Para o integrante do extinto Jornal Movimento, Antônio Luiz Bernardes, a CPI foi “empastelada”, finalizada às pressas justamente por pressão dos responsáveis pelos atentados. No entanto, ele considera a própria abertura da comissão uma conquista histórica, uma vez que, segundo ele, as autoridades policiais não investigavam os crimes cometidos por grupos paramilitares. “Lamento o fim desta CPI, pois ainda ouviria, por exemplo, o notório torturador Nelson Sarmento, que estava disposto a falar”, destacou Bernardes, que enumerou também as ameças sofridas por ele e sua família. “Minas era a capital do terror. Um terço dos atentados, no Brasil, ocorreu no Estado. Das 40 ações criminosas registradas aqui, 11 se tornaram objeto de inquérito policial. Desses processos, apenas dois foram concluídos”, afirmou.

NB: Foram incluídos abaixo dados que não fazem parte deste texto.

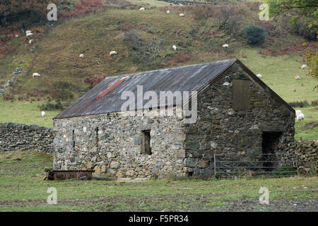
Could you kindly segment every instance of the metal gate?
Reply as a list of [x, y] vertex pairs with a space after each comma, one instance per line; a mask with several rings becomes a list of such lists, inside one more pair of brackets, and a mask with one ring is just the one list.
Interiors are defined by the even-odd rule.
[[293, 177], [298, 174], [295, 160], [279, 153], [214, 154], [216, 177]]

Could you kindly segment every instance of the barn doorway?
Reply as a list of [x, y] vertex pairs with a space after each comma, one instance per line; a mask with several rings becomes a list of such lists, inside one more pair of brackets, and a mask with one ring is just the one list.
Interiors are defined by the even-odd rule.
[[281, 141], [283, 132], [263, 132], [262, 155], [263, 166], [266, 171], [273, 171], [277, 159], [276, 150]]

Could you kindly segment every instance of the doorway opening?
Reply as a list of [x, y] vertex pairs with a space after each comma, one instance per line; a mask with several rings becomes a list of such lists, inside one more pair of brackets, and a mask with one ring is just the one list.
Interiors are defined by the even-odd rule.
[[263, 132], [262, 158], [265, 171], [273, 171], [274, 167], [277, 166], [276, 162], [280, 160], [275, 154], [281, 141], [282, 133], [282, 132]]

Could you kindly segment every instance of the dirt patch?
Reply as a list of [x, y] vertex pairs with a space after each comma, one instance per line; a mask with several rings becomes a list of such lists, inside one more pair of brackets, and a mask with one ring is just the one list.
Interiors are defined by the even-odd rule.
[[[269, 204], [260, 204], [258, 198], [223, 199], [223, 194], [181, 194], [76, 199], [59, 199], [58, 206], [68, 206], [66, 211], [314, 211], [318, 199], [276, 198]], [[46, 200], [0, 202], [0, 208], [49, 206]]]

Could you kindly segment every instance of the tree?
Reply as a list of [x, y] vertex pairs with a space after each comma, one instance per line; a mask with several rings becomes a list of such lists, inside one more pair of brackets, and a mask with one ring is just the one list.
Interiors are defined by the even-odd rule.
[[265, 40], [264, 28], [254, 24], [243, 28], [243, 36], [249, 40], [249, 44], [255, 44]]
[[318, 25], [317, 0], [265, 0], [269, 6], [270, 16], [279, 16], [292, 13], [290, 22], [305, 18], [307, 26]]

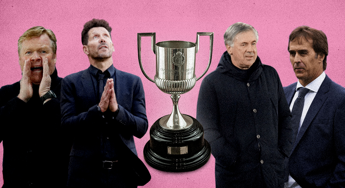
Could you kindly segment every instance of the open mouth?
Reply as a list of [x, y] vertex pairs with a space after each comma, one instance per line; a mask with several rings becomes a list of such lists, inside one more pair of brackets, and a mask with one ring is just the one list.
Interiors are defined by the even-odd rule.
[[33, 72], [37, 72], [43, 70], [43, 67], [34, 67], [30, 68], [31, 71]]

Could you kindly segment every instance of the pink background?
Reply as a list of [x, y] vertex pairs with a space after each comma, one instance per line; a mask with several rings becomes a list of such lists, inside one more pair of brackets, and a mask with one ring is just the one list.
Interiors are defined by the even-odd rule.
[[[155, 32], [158, 42], [170, 40], [195, 42], [197, 32], [214, 32], [213, 58], [208, 73], [215, 69], [226, 50], [223, 35], [227, 28], [238, 21], [250, 24], [259, 33], [259, 56], [264, 64], [277, 70], [283, 86], [285, 86], [296, 81], [287, 50], [289, 35], [298, 26], [308, 26], [326, 33], [329, 46], [326, 73], [333, 80], [345, 86], [345, 3], [342, 0], [235, 2], [221, 0], [185, 0], [161, 2], [135, 0], [127, 2], [106, 0], [97, 3], [79, 0], [70, 3], [54, 1], [0, 1], [0, 86], [20, 79], [17, 52], [18, 39], [34, 26], [51, 29], [56, 36], [56, 67], [60, 77], [64, 77], [87, 68], [89, 63], [82, 51], [81, 33], [83, 24], [93, 18], [105, 19], [113, 28], [115, 67], [141, 78], [149, 127], [158, 118], [171, 112], [172, 103], [169, 95], [160, 91], [140, 71], [137, 48], [137, 34], [139, 32]], [[208, 36], [200, 37], [200, 50], [196, 58], [197, 76], [204, 71], [208, 62], [209, 39]], [[142, 39], [142, 59], [145, 70], [153, 78], [155, 55], [150, 50], [150, 39], [146, 37]], [[181, 95], [179, 102], [181, 113], [195, 117], [201, 83], [201, 79], [197, 82], [191, 91]], [[38, 114], [33, 118], [39, 117]], [[143, 138], [135, 139], [139, 157], [143, 161], [143, 148], [149, 139], [148, 131]], [[1, 144], [0, 164], [2, 163], [2, 152]], [[152, 178], [144, 187], [215, 187], [215, 159], [213, 156], [204, 166], [187, 172], [162, 172], [144, 163]], [[1, 166], [0, 186], [3, 182], [2, 168]]]

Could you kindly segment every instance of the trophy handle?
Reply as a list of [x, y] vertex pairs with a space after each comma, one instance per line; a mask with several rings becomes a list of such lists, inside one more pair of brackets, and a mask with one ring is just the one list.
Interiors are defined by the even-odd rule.
[[195, 53], [197, 53], [198, 50], [199, 50], [199, 37], [200, 36], [204, 35], [208, 35], [210, 36], [210, 59], [208, 61], [208, 65], [207, 65], [207, 67], [206, 68], [206, 70], [205, 70], [205, 71], [204, 72], [204, 73], [203, 73], [203, 74], [196, 79], [197, 81], [200, 78], [201, 78], [201, 77], [203, 77], [204, 75], [205, 75], [205, 74], [206, 73], [206, 72], [208, 70], [208, 69], [210, 68], [210, 66], [211, 65], [211, 60], [212, 58], [212, 48], [213, 46], [213, 32], [198, 32], [196, 33], [196, 42], [195, 43], [196, 44], [196, 48], [195, 50]]
[[150, 36], [151, 37], [151, 49], [153, 52], [156, 54], [156, 33], [138, 33], [138, 56], [139, 59], [139, 65], [140, 66], [140, 69], [144, 74], [145, 77], [150, 81], [155, 83], [155, 81], [151, 78], [149, 77], [146, 73], [144, 70], [141, 63], [141, 37]]

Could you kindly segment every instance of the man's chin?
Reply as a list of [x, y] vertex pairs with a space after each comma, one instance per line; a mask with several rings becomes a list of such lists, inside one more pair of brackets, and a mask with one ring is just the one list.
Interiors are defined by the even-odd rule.
[[41, 83], [41, 81], [42, 80], [42, 77], [33, 77], [31, 78], [31, 82], [35, 85], [39, 85]]

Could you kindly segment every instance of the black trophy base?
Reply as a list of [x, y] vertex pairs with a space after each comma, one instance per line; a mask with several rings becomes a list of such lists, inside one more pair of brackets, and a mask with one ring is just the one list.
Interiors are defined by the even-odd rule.
[[187, 172], [196, 170], [207, 162], [211, 146], [204, 138], [204, 129], [191, 117], [193, 124], [181, 130], [164, 128], [159, 118], [150, 129], [150, 140], [144, 148], [146, 162], [157, 170]]

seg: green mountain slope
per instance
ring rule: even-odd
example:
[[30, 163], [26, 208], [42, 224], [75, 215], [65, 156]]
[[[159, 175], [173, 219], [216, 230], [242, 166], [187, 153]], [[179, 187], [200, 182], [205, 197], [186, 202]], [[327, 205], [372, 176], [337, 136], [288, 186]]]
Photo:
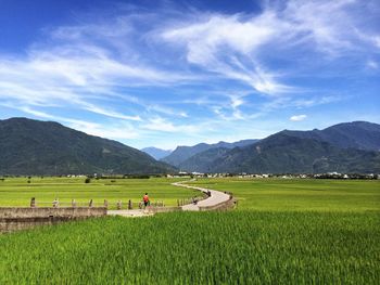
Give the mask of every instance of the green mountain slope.
[[0, 174], [162, 173], [173, 167], [58, 122], [0, 120]]
[[380, 172], [380, 153], [341, 148], [283, 132], [246, 147], [236, 147], [215, 159], [212, 172], [320, 173]]

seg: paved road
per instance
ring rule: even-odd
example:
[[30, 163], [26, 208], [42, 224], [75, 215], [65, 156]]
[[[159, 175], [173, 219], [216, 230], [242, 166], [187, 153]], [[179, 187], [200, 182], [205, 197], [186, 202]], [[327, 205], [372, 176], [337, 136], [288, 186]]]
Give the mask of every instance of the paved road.
[[191, 181], [193, 181], [193, 180], [183, 181], [183, 182], [176, 182], [176, 183], [172, 183], [172, 185], [179, 186], [179, 187], [194, 189], [194, 190], [202, 191], [204, 193], [207, 193], [207, 191], [210, 191], [211, 196], [206, 199], [200, 200], [197, 205], [194, 205], [194, 204], [185, 205], [185, 206], [182, 206], [182, 210], [199, 211], [200, 207], [215, 206], [219, 203], [224, 203], [224, 202], [229, 200], [229, 194], [225, 194], [220, 191], [197, 187], [197, 186], [189, 186], [189, 185], [182, 184], [185, 182], [191, 182]]
[[107, 210], [106, 215], [109, 216], [122, 216], [122, 217], [129, 217], [129, 218], [138, 218], [138, 217], [147, 217], [152, 216], [153, 213], [148, 212], [143, 209], [136, 209], [136, 210]]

Já Aloísio Morais Martins, um dos fundadores da Revista Circus e do Jornal Vapor, também publicações alternativas à grande imprensa, relatou episódio em que policiais foram a casa de seus pais para apreender exemplares dos periódicos. Ele lembrou a criação do Jornal de De Fato, que chegou a ter 28 edições. “Recebíamos telefonemas de madrugada, nos sentíamos perseguidos”, declarou, ao rememorar invasão da sede do jornal.
Rodrigo Célio de Castro, filho do ex-prefeito de Belo Horizonte, Célio de Castro, contou sobre a prisão de seu pai em Juiz de Fora (Zona da Mata). “O general que o julgava passou mal e meu pai saiu do banco dos réus para socorrer o próprio algoz”, afirmou Rodrigo, que lembrou ainda o atentado ao carro do pai, que estava estacionada na porta de um estabelecimento de ensino. “O Comando de Caça aos Comunistas (CCC) enviava cartas ameaçadoras e numa noite uma bomba explodiu em nossa casa, localizada na Rua do Catete”, lembrou.

Para Heloísa Grego, ativista de direitos humanos e filha de Helena Greco, ícone dos movimentos de resistência à Ditadura, as comissões da verdade devem agir não só para resgatar a memória acerca dos atentados, torturas e demais violações, mas também para punir os responsáveis. Ela denunciou que vários torturadores ainda se encontram na própria estrutura da Polícia Civil. “O terrorismo permanece nas instituições policiais do Estado. Torturador algum no Brasil foi condenado, os documentos do Dops desapareceram e a estratégia do esquecimento tem avançado. Não podemos permitir que essas pessoas continuem impunes”, cobrou.